I have several concerns with this study. Although patients recovering from anesthesia and on vasopressors were specifically excluded, use of sedative drugs was not mentioned in the text. There is a footnote on one of the paper’s tables stating that they were all receiving sedatives, but no information about the specific drug classes or doses. There is additional information in the electronic version of this paper that may answer this question but one must pay an electronic subscription rate to gain access to it, and neither I nor my library have such a subscription. This is a very important issue as sedative drugs and narcotics can profoundly affect ventilation and sleep patterns.

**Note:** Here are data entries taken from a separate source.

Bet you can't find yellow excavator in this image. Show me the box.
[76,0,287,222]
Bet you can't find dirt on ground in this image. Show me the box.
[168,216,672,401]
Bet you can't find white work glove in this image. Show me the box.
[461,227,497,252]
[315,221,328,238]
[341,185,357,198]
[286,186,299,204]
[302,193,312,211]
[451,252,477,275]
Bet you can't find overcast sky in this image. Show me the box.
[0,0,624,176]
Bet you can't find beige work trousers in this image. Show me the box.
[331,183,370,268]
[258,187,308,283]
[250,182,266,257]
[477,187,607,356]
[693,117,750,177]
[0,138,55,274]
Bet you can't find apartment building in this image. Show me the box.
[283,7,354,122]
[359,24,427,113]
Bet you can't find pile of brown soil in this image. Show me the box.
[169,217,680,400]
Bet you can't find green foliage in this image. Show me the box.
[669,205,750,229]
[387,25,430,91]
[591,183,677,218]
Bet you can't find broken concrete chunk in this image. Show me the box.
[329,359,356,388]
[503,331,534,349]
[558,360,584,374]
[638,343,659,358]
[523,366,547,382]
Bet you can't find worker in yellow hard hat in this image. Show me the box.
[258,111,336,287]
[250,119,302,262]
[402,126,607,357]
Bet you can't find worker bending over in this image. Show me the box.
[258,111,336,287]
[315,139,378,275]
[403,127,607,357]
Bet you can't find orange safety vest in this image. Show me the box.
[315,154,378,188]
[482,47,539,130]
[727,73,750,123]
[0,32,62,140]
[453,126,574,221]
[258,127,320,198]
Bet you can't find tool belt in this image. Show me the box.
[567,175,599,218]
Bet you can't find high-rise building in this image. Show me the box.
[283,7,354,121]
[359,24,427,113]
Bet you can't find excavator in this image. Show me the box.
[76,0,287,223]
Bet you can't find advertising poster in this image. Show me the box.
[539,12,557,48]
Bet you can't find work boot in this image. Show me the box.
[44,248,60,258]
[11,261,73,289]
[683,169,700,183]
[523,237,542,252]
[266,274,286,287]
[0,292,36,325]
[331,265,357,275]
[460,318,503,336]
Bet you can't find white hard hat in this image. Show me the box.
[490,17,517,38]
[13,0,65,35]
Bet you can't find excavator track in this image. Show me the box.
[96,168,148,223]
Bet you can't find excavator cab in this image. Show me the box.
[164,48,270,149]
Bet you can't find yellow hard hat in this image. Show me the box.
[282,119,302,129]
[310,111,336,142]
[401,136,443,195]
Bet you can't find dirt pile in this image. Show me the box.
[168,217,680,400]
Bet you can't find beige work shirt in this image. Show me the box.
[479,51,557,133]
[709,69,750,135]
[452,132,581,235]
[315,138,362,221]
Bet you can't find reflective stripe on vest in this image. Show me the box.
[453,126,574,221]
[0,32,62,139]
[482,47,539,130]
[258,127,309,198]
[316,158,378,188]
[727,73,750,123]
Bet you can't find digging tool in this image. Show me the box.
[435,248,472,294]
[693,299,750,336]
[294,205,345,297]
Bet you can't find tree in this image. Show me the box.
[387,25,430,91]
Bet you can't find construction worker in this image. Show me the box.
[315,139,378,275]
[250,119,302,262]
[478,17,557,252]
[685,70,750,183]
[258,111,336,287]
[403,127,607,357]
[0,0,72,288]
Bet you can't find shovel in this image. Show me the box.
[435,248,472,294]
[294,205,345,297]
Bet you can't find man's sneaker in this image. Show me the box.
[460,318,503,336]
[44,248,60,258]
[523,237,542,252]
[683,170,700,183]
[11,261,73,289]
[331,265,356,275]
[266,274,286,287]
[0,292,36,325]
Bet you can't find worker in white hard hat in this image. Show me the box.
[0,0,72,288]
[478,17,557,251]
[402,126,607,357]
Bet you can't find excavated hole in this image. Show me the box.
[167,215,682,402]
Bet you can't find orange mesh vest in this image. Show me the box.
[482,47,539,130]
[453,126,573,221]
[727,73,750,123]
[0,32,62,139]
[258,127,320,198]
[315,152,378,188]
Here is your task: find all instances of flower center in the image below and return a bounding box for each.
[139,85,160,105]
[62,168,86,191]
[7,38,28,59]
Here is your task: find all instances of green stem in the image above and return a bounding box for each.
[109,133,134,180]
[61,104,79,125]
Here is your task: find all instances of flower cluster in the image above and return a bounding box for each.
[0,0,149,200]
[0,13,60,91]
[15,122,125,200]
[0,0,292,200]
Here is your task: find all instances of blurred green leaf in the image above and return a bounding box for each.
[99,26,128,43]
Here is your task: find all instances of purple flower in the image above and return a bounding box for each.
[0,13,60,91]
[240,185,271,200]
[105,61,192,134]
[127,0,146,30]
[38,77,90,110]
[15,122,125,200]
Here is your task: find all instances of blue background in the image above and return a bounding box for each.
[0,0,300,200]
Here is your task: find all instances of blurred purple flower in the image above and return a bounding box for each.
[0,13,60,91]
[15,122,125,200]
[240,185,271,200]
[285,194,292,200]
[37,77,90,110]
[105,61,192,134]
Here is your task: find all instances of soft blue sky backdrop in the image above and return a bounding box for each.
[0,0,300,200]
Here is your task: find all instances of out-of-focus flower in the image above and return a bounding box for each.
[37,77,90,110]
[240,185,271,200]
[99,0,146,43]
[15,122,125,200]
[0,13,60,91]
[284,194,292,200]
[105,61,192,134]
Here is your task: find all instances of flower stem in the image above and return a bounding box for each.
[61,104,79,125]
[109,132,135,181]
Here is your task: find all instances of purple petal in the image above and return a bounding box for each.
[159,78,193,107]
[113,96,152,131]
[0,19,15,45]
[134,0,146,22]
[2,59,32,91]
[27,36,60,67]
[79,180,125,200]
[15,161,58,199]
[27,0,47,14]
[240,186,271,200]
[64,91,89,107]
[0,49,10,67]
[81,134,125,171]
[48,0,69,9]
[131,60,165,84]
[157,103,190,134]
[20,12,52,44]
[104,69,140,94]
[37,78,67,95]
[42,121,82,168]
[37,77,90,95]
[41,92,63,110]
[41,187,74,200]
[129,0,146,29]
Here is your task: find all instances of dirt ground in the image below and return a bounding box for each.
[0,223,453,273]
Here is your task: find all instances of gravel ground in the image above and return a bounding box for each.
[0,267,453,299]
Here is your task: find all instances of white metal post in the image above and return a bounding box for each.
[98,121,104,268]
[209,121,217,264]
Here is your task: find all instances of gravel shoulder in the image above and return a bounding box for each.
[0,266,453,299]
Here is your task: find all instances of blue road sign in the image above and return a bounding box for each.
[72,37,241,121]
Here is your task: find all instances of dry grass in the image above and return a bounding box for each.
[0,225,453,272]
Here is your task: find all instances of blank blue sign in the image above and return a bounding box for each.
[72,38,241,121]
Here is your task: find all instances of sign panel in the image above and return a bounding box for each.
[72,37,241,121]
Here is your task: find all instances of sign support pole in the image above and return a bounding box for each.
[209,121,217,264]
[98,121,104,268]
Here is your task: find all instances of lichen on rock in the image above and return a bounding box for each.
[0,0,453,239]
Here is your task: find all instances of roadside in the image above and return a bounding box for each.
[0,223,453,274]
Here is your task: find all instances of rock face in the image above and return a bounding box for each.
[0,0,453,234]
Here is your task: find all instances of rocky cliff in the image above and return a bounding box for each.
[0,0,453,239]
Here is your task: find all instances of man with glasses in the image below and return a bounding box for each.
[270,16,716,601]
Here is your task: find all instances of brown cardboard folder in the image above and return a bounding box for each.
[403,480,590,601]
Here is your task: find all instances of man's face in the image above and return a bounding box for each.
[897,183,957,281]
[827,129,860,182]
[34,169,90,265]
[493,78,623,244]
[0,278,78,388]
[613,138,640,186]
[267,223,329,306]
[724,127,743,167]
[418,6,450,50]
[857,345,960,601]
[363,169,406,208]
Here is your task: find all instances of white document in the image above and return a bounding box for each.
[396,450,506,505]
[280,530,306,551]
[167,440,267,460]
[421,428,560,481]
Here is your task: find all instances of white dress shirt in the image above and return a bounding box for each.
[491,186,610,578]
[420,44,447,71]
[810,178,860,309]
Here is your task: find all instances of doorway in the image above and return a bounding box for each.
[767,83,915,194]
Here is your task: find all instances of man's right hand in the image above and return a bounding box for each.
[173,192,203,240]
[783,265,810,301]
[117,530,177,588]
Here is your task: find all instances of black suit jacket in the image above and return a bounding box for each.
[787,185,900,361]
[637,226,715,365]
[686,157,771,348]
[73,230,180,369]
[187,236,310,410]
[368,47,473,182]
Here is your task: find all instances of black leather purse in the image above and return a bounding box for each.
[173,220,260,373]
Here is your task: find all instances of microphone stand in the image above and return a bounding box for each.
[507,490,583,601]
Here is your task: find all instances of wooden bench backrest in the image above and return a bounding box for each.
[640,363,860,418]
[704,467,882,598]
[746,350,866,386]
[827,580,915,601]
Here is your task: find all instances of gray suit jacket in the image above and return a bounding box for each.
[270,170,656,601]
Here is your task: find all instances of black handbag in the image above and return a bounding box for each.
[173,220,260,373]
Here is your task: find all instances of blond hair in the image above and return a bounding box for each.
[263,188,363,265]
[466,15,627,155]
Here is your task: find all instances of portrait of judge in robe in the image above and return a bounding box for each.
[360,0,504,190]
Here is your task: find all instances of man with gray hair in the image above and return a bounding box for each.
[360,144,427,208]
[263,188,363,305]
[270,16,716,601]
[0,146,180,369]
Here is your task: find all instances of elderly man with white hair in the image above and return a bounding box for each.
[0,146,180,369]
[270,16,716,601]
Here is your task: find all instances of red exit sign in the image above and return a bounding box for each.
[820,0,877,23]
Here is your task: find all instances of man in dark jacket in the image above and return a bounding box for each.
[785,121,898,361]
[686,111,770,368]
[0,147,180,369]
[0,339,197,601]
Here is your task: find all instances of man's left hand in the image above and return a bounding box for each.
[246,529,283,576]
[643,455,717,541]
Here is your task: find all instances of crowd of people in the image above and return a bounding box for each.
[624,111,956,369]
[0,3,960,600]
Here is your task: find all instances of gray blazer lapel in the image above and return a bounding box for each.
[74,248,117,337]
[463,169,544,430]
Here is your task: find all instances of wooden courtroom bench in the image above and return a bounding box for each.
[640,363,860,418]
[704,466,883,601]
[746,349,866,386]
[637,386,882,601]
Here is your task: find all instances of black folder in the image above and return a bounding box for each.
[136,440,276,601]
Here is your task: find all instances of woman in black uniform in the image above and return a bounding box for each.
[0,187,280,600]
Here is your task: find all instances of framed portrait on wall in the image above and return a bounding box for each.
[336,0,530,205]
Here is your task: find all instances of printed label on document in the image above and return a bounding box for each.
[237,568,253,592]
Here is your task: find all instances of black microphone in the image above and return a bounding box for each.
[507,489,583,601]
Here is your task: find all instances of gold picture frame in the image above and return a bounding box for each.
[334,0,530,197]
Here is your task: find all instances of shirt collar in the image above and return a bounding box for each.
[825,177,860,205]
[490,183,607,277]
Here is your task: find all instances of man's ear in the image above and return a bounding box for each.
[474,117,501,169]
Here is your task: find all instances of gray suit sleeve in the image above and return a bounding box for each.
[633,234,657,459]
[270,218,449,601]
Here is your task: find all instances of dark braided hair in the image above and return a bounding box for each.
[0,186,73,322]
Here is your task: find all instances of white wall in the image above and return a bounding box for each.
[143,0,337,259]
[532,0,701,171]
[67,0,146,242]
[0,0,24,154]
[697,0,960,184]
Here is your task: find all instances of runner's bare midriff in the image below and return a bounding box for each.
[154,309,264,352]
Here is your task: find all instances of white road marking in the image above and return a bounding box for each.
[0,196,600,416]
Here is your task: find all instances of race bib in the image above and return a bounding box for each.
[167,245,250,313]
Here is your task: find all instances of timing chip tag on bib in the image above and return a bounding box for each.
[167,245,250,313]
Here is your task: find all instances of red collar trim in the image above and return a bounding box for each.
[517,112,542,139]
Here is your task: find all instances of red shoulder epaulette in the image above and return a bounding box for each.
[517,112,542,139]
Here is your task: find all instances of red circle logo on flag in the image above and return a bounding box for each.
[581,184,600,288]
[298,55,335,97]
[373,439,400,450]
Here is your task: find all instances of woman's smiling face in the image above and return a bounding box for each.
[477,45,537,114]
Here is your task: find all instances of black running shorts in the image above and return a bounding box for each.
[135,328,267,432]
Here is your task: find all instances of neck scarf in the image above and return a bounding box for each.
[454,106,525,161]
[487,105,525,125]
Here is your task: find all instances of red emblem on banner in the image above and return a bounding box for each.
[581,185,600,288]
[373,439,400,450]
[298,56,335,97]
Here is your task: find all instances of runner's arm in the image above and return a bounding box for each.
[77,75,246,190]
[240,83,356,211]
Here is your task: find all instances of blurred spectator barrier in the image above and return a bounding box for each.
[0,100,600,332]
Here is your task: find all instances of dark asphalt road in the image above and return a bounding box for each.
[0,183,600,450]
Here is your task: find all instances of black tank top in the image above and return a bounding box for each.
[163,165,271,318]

Another concern with this paper is that although Parthasarathy et al state that the level of PSV was selected to produce the same 8 mL/kg tidal volume during quiet breathing as during A/C, this may not have been true. Although not statistically different, it appears that the baseline tidal volume was larger during PSV. This difference became even greater during sleep, increasing to almost twice the desired level, suggesting that more pressure was applied than was necessary initially and patients were actually actively resisting this mode of ventilation. The actual level of pressure support for each patient is not stated but the average can be inferred to be between 17 and 20 cm H2O. It may be that simply less pressure support (ie, a more appropriate level of PSV) would have eliminated any differences seen in wakefulness.
While this paper raises some important and interesting issues related to sleep disturbances in ICU patients, many important details of the study are missing. It would be a mistake to abandon PSV in favor of A/C for presumed sleep benefits in all patients, based on these limited results. However, in those patients with CHF a backup rate may offer some benefit.
Dr. Durbin is Professor of Anesthesiology Medical Director of Respiratory Care University of Virginia.